Crude oil tanker cars continue to burn at the site of an oil train derailment Tuesday, Dec 31, 2013, in Casselton, N.D. The train carrying crude oil derailed and exploded on Monday. (AP Photo/Bruce Crummy)

CASSELTON, N.D. — A southeastern North Dakota town narrowly escaped tragedy when a train carrying crude oil derailed and exploded nearby, the mayor said Tuesday, calling for changes in how the fuel is transported across the nation.

No one was hurt in the derailment on Monday of the mile-long train that sent a great fireball and plumes of black smoke skyward about a mile from the small town of Casselton. The fire had been so intense as darkness fell that investigators couldn't get close enough to count the number of burning cars. The National Transportation Safety Board started an investigation.

Most residents heeded a recommendation to evacuate their homes as strong winds blew potentially hazardous, acrid smoke toward the town overnight, Mayor Ed McConnell said. Black soot coated parts of Casselton.

“I drove in this morning and looked like most people had left. There weren't a lot of lights on,” McConnell said.

The North Dakota Department of Health warned that exposure to burning crude could cause shortness of breath, coughing and itching and watery eyes. It had said those in the vicinity with respiratory conditions such as asthma, bronchitis or emphysema should minimize outdoor activity.

As the wrecked tankers continued to smolder on Tuesday, Cass County Sheriff's Sgt. Tara Morris said a contractor hired by the railroad was testing air quality. Readings indicated improvements but authorities aren't yet prepared to “give the all-clear,” Morris said.

McConnell estimated that dozens of people could have been killed if the derailment had happened within the town. He said it is time to “have a conversation” with federal lawmakers about the dangers of transporting oil by rail.

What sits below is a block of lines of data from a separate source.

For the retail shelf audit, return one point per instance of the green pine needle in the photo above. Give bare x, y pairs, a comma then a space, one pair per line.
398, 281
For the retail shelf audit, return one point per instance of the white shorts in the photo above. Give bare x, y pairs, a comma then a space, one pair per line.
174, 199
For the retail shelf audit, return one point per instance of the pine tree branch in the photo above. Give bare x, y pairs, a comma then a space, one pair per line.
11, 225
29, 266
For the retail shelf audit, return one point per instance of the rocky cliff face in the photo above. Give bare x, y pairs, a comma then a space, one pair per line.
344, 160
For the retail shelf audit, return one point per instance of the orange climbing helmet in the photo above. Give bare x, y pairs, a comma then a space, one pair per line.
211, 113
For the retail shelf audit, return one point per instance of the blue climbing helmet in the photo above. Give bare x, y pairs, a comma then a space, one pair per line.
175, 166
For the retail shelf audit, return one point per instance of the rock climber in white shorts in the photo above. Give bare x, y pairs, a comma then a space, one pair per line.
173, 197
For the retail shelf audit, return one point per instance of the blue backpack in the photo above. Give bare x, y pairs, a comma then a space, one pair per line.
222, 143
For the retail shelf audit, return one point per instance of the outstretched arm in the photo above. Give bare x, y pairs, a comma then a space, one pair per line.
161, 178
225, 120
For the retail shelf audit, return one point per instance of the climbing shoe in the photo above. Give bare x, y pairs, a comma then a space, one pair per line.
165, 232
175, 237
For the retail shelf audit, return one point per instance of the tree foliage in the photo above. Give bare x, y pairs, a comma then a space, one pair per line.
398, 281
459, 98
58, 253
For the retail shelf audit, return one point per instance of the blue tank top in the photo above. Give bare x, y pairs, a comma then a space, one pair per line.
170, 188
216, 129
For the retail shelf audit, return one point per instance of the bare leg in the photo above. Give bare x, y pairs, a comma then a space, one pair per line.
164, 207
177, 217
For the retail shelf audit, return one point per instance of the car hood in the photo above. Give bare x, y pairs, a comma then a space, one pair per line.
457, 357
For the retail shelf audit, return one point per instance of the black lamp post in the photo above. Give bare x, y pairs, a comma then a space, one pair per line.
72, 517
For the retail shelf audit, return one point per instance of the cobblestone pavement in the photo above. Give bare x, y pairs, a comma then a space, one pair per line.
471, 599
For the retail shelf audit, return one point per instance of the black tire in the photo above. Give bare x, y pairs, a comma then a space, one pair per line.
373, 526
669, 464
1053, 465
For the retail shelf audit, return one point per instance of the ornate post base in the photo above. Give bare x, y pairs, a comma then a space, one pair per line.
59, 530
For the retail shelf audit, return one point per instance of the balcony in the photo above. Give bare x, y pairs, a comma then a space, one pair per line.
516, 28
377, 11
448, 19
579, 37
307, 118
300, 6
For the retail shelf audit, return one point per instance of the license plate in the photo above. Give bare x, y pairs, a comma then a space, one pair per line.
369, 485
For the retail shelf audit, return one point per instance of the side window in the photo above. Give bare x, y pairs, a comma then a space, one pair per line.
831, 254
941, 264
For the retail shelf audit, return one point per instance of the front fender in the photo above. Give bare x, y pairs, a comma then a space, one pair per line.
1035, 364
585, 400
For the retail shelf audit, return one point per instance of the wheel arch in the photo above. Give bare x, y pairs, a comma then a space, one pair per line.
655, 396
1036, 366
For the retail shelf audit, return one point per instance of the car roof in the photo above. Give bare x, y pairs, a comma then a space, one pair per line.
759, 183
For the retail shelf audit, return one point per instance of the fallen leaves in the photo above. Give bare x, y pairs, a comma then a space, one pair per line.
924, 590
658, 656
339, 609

“There have been numerous derailments in this area,” he said. “It's almost gotten to the point that it looks like not if we're going to have an accident, it's when. We dodged a bullet by having it out of town, but this is too close for comfort.”

A train carrying crude from North Dakota's Bakken oil patch crashed in Quebec last summer, bursting into flames and killing 47 people.

Shipping oil by pipeline has to be a safer option, McConnell said.